Linearization of radiative transfer in spherical geometry: an application of the forward-adjoint perturbation theory

Abstract

The remote sensing of atmospheric constituents with limb-viewing satellite instruments or with nadir viewing instruments at large solar zenith angles requires a forward model that simulates the backscattered radiance taking the spherical shape of the Earth atmosphere into account. In addition, many retrieval schemes are based on a linearization of such a forward model. Whenever it is important to take multiple scattering into account (e.g. due to light scattering air molecules, aerosols and clouds) the linearization of the measurement simulation with respect to the parameters to be retrieved is not trivial.

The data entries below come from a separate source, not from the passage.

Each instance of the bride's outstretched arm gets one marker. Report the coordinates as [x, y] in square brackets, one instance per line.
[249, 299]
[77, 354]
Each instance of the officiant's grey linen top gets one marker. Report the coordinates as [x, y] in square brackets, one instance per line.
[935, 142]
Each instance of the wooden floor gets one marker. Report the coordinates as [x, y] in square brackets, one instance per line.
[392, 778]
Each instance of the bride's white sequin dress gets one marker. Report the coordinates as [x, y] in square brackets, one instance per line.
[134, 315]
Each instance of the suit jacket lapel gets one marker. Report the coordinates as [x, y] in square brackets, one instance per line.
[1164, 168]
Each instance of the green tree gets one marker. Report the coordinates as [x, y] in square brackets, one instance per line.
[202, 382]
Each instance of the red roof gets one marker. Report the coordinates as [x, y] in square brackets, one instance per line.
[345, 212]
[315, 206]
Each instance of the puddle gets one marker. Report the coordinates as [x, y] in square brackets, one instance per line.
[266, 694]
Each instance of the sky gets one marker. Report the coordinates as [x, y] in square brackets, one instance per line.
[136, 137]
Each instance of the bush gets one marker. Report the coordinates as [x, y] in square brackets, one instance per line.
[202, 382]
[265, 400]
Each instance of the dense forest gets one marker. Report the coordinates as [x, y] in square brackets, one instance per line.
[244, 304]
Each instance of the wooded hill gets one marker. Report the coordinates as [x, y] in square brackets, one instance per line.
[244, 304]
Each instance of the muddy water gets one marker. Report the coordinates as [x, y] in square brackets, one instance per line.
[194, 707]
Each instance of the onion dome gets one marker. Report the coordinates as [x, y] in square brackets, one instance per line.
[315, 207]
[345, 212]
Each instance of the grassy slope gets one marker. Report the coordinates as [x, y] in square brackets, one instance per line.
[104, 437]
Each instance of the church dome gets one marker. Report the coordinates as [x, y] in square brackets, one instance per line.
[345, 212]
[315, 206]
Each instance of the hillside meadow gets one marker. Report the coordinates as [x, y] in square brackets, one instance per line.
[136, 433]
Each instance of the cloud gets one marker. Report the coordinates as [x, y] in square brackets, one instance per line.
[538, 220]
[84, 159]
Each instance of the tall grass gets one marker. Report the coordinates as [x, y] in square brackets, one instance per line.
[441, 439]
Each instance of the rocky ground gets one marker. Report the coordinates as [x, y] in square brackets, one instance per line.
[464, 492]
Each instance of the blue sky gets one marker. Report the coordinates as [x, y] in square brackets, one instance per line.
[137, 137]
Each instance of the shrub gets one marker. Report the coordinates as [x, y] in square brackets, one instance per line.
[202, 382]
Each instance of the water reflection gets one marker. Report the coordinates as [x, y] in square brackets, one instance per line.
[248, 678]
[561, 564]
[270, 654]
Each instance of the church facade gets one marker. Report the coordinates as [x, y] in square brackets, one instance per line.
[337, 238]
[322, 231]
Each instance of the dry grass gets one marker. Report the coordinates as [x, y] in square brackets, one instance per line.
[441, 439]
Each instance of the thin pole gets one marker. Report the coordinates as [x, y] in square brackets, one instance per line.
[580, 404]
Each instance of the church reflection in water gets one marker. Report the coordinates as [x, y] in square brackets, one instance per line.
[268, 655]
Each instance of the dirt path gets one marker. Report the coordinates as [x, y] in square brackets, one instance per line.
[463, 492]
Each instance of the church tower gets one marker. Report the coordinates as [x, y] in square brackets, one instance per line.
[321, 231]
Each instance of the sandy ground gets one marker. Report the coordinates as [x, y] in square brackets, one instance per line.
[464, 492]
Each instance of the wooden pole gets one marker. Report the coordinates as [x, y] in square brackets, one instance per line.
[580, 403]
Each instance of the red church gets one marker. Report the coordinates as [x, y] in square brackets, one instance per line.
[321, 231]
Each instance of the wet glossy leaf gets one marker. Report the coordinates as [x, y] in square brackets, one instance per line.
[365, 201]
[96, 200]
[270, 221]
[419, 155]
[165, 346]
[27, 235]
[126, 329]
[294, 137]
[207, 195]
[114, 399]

Here, the forward-adjoint perturbation theory provides a general method to linearize radiative transfer. In the first part of this review chapter we provide the theoretical background of the linearization approach for a radiative transfer problem in a spherical model atmosphere which is illuminated by a collimated solar beam. Using an operator formulation of radiative transfer allows one to express the linearization approach in a universally valid notation. Depending on the particular formulation of the radiative transfer problem the perturbation of internal sources has to be taken into account in addition. The needed adjoint calculation corresponds to a so-called searchlight problem that requires the use of three-dimensional radiative transfer simulations in general. Subsequently we show how symmetries of the forward radiation field and a proper choice of the radiation sources can be used to simplify the needed adjoint calculations substantially.